Hamas says its leader in Lebanon killed in air strike

W460

Palestinian militant group Hamas said its leader in Lebanon was killed Monday in a strike on the country's south, as official media reported a strike on a Palestinian refugee camp.

"Fatah Sharif Abu al-Amine, the leader of Hamas... in Lebanon and member of the movement's leadership abroad" was killed in an air strike on his "home in the Al-Bass camp in south Lebanon", a Hamas statement said.

It said he was killed with his wife, son and daughter in a "terrorist and criminal assassination".

The official National News Agency reported an air strike on Al-Bass near the city of Tyre, saying it was the "first time" the camp had been targeted.

The statement came hours after the Popular Front for the Liberation of Palestine (PFLP), a secular left-wing group, said three of its members were killed in a strike on Beirut's Cola district early Monday.

Sharif was a United Nations employee placed on administrative leave, said the U.N. agency for Palestinian refugees.

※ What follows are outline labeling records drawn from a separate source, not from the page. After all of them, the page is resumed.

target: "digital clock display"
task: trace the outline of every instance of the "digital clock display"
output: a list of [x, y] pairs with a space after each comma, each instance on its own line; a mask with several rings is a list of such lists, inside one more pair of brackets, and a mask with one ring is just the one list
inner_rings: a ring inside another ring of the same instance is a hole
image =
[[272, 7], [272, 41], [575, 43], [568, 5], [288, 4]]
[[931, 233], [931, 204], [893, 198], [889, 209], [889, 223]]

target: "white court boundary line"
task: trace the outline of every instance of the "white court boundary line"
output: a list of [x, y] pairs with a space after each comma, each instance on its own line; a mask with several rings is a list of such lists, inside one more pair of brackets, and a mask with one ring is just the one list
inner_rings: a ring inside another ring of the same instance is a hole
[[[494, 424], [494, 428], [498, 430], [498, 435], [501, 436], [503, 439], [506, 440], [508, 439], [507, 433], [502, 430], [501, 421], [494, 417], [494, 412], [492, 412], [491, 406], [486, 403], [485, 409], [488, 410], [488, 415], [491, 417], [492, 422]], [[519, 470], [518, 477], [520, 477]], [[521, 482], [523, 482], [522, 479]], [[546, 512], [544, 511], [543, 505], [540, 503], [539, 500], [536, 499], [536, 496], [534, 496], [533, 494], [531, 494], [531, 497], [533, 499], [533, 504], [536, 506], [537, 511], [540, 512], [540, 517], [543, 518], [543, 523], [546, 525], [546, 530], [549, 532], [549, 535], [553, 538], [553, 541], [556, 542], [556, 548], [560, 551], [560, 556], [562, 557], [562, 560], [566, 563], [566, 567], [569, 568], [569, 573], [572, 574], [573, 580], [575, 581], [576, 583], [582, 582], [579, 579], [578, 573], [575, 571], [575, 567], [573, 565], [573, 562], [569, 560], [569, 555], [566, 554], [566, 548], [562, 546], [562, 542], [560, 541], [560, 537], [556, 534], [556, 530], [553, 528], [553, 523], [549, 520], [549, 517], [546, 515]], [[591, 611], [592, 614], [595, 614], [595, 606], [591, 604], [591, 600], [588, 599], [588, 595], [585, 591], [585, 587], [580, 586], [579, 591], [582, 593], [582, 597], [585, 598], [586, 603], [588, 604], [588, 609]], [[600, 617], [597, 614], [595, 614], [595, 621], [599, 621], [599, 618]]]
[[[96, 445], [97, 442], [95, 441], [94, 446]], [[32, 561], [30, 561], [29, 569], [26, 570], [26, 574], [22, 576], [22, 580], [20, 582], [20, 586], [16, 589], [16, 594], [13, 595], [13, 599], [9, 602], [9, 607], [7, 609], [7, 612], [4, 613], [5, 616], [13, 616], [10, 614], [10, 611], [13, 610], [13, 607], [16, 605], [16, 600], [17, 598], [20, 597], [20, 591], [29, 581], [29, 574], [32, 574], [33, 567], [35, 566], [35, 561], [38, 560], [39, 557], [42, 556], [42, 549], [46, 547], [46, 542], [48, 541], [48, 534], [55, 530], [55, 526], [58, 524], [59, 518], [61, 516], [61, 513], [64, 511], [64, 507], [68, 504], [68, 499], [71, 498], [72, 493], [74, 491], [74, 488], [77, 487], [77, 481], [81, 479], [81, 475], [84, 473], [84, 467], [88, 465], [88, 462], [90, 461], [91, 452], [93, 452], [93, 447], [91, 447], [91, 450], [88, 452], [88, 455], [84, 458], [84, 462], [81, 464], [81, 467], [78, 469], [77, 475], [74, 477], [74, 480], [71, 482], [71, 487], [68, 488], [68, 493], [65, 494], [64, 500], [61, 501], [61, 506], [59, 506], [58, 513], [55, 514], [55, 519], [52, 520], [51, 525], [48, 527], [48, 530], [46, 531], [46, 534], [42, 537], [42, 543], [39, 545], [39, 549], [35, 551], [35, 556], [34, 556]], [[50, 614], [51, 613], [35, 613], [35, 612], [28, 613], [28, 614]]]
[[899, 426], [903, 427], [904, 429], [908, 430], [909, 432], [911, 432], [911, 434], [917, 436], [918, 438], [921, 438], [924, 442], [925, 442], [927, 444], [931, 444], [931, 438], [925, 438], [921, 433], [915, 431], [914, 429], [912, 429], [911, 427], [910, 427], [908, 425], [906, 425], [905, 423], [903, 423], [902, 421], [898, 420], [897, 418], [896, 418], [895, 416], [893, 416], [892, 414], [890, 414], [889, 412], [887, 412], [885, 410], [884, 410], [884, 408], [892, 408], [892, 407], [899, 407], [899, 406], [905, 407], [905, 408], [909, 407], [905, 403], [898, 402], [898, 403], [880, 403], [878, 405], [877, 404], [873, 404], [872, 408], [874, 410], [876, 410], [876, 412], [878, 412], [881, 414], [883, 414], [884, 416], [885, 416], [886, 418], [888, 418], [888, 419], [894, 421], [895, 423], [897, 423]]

He was not open about his affiliation with the Palestinian militant group and its armed wing.

UNRWA spokesman Jonathan Fowler said Sharif "was an UNRWA employee who was put on administrative leave without pay in March and that he "was undergoing an investigation following allegations" the agency received "about his political activities."

Sharif was head of UNRWA's teachers association.

A Hamas statement praised Sharif for his "educational and jihadist work" and called him "a successful teacher and an outstanding principal" for generations of Palestinian refugees.

The UNRWA teachers’ union and other Palestinian groups had periodically staged protests in front of the U.N. agency's office in Beirut since Sharif’s suspension, alleging it targeted him for his political stances.

Earlier this month, the union staged a sit-in during a visit to Lebanon by UNRWA Commissioner-General Philippe Lazzarini, saying it awaited "positive and fair outcomes" in the case of his suspension.

Israel has repeatedly targeted Hamas officials in Lebanon since the Gaza war erupted almost a year ago.

A strike in January killed Hamas deputy leader Saleh al-Arouri and six other militants in Hezbollah's south Beirut stronghold.

In August, an Israeli strike on a vehicle in the south Lebanon city of Sidon killed Hamas commander Samer al-Hajj.

Lebanon's official Palestinian refugee camps were created for Palestinians who were driven out or fled during the 1948 war at the time of Israel's creation.

By longstanding convention, the Lebanese army stays out of the camps and leaves the Palestinian factions to handle security.